Selbst von der grünen Metallsäule mit Ornamentkrone, die in Wittenau vor dem Neubau der Ernst-Litfaß-Schule den Gehsteig ziert, ist Genaues über den Patron dieses „Oberstufenzentrums Druck und Medientechnik“ nicht zu erfahren. Immerhin laden dort auf der Säule Plakate, die in diversen Farben alte Litfaß-Säulen zeigen, mit Schlagworten wie „Genialität“, „Berufung“ und „Mottivation“ zum Tag der Offenen Tür ein. Die grüne Säule wurde 2015 von den „Draußenwerbern“ gesponsort. Demnächst, sagt Schulleiter Mike Förster, wolle man sie mit Info-Projekten bespielen und dabei auch die Geschichte des Schulpatrons einbeziehen.

Tatsächlich existiert jedoch schon seit 2006 in Mitte ein Litfaß-Denkmal in Berlin, das Details dieser Vita präsentiert: eine Bronze-Stele, deren Relief-Texte- und Bilder freilich nur von ganz nah zu erkennen sind. Dort wird sogar kulturhistorischer Kontext, die Genesis der Drucktechnik - von chinesischen Holztafeln (770 n. Chr.) bis zum Computersatz (1965) - skizziert, vor allem aber wird mit diesem Denkmal der authentische Ort Münzstraße 4 markiert: an dem Litfaß 1855 mit Tamtam und extra komponierter „Annoncir Polka“ seine allererste „Anoncier-Säule“ vorstellte. Die Idee dafür stammte wohl aus London; der Drang dazu kam aus dem Ordnungstrieb des patriotischen Bürgers, wildes Zettelkleben zu verbannen; das Monopol für die ersten 150 Säulen kam vom Polizeichef. Heute gibt es in Berlin rund 3000, bundesweit rund 50 000 Litfaß-Säulen.

"Unentwegt voranschreiten, alle Hindernisse zu überwinden wissen"

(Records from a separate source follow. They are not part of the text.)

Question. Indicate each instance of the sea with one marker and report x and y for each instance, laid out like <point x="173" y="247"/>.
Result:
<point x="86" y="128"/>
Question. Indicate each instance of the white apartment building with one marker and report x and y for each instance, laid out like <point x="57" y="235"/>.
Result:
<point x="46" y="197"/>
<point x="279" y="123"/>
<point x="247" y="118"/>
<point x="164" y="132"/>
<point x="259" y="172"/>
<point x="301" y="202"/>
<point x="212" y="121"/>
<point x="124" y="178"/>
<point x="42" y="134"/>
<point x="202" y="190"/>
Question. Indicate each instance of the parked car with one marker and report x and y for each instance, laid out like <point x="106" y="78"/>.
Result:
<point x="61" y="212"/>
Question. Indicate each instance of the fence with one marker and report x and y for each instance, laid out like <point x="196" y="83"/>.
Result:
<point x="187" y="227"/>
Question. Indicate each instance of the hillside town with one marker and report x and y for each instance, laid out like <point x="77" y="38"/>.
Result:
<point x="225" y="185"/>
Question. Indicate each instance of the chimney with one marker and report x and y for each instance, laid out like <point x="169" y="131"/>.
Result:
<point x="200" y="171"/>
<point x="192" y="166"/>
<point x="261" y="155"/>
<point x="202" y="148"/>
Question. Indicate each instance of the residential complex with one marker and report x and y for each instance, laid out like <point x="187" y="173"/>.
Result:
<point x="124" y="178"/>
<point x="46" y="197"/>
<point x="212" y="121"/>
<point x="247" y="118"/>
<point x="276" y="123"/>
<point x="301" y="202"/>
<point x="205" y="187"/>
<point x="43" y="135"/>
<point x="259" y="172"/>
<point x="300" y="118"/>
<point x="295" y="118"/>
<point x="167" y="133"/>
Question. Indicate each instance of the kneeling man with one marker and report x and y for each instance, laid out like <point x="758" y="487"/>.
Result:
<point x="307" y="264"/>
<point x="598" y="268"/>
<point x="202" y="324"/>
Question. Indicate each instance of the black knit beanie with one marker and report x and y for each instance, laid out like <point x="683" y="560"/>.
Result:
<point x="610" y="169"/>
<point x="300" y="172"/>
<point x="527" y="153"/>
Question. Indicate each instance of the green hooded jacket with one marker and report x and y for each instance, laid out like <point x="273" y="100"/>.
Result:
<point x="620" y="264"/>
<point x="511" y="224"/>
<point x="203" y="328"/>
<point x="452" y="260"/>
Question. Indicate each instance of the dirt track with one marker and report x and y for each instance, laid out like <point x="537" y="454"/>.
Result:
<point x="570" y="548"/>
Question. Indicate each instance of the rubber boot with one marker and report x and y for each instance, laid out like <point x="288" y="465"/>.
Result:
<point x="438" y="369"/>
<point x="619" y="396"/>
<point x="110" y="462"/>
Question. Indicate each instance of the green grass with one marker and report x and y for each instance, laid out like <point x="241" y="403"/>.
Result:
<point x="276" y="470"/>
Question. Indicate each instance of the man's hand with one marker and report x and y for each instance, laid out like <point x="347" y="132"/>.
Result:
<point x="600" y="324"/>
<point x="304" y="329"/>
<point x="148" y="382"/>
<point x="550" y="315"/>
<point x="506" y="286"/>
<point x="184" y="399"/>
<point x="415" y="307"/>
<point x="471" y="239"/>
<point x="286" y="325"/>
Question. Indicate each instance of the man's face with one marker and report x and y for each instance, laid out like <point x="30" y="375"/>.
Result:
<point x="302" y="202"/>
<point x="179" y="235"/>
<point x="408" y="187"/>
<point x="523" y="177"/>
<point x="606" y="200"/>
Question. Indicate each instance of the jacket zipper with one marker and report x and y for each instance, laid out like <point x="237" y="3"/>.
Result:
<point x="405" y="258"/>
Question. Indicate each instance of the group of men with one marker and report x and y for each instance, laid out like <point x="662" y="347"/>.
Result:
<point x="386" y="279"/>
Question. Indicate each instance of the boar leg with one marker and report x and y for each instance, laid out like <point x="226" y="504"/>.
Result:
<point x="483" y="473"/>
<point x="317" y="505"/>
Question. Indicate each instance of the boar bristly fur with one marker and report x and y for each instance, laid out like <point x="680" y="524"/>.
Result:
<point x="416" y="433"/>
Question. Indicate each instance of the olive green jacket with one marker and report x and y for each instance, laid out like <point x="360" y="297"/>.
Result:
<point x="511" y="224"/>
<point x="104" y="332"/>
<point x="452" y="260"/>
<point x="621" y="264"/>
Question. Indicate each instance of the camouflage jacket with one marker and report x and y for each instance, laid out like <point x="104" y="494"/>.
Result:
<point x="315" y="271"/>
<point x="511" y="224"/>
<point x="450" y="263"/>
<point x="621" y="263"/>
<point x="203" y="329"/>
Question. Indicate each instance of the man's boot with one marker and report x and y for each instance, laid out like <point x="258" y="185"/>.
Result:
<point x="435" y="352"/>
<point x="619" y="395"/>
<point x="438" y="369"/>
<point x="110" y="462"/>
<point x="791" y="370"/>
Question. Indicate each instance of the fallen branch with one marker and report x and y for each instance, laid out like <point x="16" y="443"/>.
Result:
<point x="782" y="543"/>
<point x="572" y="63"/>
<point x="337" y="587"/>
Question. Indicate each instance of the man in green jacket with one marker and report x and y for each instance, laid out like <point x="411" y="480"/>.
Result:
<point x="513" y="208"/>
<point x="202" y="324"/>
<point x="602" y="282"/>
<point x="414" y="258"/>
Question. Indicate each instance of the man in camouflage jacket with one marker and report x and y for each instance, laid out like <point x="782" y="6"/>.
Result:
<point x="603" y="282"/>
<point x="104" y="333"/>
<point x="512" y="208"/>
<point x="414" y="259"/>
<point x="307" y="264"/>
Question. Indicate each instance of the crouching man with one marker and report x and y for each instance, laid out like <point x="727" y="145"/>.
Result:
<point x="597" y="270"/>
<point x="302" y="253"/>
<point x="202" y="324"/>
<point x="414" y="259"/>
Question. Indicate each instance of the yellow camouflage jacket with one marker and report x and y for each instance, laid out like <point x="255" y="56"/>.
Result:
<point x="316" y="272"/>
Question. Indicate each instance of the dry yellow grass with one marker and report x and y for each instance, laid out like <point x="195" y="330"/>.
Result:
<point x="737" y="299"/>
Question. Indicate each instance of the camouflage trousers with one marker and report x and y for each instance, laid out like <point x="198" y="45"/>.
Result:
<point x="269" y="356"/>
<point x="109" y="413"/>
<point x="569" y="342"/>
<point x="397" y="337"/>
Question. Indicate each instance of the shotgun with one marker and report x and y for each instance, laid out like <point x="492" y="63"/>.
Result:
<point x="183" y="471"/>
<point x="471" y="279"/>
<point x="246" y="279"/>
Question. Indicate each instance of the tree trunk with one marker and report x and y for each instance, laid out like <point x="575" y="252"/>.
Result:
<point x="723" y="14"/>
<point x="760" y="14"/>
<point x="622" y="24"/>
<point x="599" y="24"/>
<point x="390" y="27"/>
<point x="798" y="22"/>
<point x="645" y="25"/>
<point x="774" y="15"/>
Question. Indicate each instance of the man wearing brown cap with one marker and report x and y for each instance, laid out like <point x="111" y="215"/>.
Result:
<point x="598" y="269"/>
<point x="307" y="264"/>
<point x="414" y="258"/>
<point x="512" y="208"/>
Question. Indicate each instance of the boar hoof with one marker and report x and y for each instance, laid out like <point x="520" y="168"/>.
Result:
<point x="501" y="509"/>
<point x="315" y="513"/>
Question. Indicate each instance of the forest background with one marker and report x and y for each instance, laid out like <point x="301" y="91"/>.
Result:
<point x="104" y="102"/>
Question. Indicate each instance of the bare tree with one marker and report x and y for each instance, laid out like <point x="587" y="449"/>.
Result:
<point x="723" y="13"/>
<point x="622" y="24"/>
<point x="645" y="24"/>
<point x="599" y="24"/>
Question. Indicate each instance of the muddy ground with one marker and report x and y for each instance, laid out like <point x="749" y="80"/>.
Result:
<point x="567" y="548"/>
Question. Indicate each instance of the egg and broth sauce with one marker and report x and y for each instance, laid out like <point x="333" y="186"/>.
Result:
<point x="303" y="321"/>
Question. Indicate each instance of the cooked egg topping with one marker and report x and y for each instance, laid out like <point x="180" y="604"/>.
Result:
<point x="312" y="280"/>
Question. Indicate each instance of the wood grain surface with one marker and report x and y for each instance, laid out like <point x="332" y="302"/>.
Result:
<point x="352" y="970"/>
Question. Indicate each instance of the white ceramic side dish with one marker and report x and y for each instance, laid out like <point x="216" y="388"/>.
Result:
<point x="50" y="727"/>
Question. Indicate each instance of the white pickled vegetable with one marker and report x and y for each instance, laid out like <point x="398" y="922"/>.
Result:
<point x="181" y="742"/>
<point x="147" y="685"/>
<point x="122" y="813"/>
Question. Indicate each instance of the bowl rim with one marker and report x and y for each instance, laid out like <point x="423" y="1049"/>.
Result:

Ernst Theodor Amandus stammte aus einer jüdischen Druckerfamilie, die 1806 Bürgerrecht erhält, sein Vater stirbt kurz nach seiner Geburt. Er wird Schauspieler, Verleger, Impresario, Produzent, Wohltäter. Ein rastloses Lebensabenteuer. Sein unübersehbarer Reklame-Zylinder schafft kontrolliert- demokratische Treffpunkte – für alle, für die entstehende bürgerliche Öffentlichkeit. 58-jährig stirbt er in der Kur. Sein Biograf rühmt ihn als „einen von jenen Männern, die, ein höchstes Ziel vor Augen, unentwegt vorwärtsschreiten, alle Hindernisse zu überwinden wissen.“ Über der Adlerstraße, wo einmal sein Wohn- und Firmenhaus stand, erstreckt sich heute das Auswärtige Amt.